These objections often include sweeping assertions like “vague, ambiguous, overbroad, unduly burdensome, and not reasonably calculated to lead to the discovery of admissible evidence”—often strung together in a single sentence without explanation. Courts uniformly condemn this practice because discovery objections must be specific and factually supported, not rote incantations. (See Korea Data Systems Co. v. Superior Court (1997) 51 Cal.App.4th 1513.)
Boilerplate objections undermine the cooperative purpose of discovery. The Civil Discovery Act is designed to encourage transparency and the exchange of information necessary to prepare for trial. (Code Civ. Proc., § 2017.010.) Blanket objections, especially when used reflexively or without factual justification, obstruct that purpose and often signal bad faith.
How to Deal With Boilerplate Attorneys
Every litigator eventually encounters opposing counsel who reflexively serves pages of identical, non-responsive objections. The best approach is to stay professional, document everything, and build a clear record. Courts favor parties who demonstrate patience and good-faith efforts to resolve discovery disputes. (See Clement v. Alegre (2009) 177 Cal.App.4th 1277, 1294.)
Before filing a motion to compel, send a detailed meet-and-confer letter identifying each objection, explaining why it is improper, and inviting a substantive response. Use the language of the Code—specificity, factual basis, proportionality—to demonstrate your reasonableness. If the other side refuses to amend, your correspondence will become valuable evidence that the objections were asserted in bad faith. And remember, the goal is not to punish but to obtain the discovery you are entitled to. Judges appreciate professionalism backed by a well-developed record.
Why Are Boilerplate Objections So Bad?
Boilerplate objections waste judicial resources, inflate litigation costs, and erode the integrity of the discovery process. They force unnecessary meet-and-confer efforts and motions to compel, consuming time that should be spent resolving the merits of the case. California courts have repeatedly criticized “generalized, unsupported” objections as a misuse of the discovery process under Code Civ. Proc. § 2023.010(e).
Worse, they deprive the requesting party of the ability to evaluate the claimed grounds for withholding information. An objection must allow the other side—and the court—to assess its legitimacy. When counsel simply parrots phrases like “privileged” or “unduly burdensome” without explanation, it becomes impossible to test those assertions. That is why courts increasingly impose sanctions for boilerplate discovery responses—they are not merely sloppy; they are obstructive.

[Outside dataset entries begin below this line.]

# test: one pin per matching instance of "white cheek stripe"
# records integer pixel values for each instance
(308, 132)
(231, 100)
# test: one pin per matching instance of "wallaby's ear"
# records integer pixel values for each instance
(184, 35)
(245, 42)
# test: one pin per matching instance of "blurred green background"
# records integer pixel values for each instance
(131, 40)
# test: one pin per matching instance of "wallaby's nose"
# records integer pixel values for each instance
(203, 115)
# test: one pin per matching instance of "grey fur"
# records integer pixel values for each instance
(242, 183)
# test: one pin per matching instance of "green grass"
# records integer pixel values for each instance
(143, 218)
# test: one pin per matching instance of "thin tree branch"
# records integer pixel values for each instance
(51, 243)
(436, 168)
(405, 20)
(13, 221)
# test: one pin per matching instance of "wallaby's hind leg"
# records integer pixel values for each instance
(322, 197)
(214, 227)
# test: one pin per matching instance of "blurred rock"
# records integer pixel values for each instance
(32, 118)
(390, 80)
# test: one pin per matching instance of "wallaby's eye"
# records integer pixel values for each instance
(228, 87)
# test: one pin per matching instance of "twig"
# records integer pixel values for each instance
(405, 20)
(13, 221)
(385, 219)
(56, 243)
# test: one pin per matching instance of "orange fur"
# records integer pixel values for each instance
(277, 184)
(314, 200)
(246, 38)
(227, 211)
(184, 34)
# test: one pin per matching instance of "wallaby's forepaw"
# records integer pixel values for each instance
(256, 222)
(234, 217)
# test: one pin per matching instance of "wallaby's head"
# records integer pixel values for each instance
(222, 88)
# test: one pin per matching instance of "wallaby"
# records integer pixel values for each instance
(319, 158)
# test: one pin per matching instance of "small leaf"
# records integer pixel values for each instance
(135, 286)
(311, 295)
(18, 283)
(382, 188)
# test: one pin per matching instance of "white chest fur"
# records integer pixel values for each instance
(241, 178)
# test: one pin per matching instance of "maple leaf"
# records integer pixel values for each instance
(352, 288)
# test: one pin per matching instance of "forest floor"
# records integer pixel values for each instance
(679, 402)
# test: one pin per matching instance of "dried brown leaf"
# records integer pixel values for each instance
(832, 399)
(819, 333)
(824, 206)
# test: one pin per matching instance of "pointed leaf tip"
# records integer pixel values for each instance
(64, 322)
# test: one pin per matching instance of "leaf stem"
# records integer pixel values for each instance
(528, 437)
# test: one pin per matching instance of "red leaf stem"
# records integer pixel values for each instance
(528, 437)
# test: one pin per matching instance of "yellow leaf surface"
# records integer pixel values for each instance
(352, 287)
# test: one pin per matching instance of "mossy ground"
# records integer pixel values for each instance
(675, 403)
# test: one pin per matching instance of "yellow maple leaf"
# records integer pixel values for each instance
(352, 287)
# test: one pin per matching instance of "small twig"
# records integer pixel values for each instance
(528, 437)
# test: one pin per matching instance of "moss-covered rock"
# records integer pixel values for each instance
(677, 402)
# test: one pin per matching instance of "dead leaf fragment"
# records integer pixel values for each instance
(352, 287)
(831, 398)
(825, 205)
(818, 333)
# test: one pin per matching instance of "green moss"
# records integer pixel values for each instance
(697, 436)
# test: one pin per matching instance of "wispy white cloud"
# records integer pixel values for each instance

How to Fight Specific Boilerplate Objections
The most effective way to neutralize boilerplate objections is to attack them one by one, demonstrating why each fails under California law. Cite the relevant case law and statutory language to show the precise limits of each objection. For example, “vague and ambiguous” requires that the responding party truly cannot understand the question; “burdensome” requires evidence quantifying the claimed hardship. It is amazing how many well educated attorneys, with degrees from prestigious schools hanging on their walls, lose the ability to understand basic English words when interrogatories are served.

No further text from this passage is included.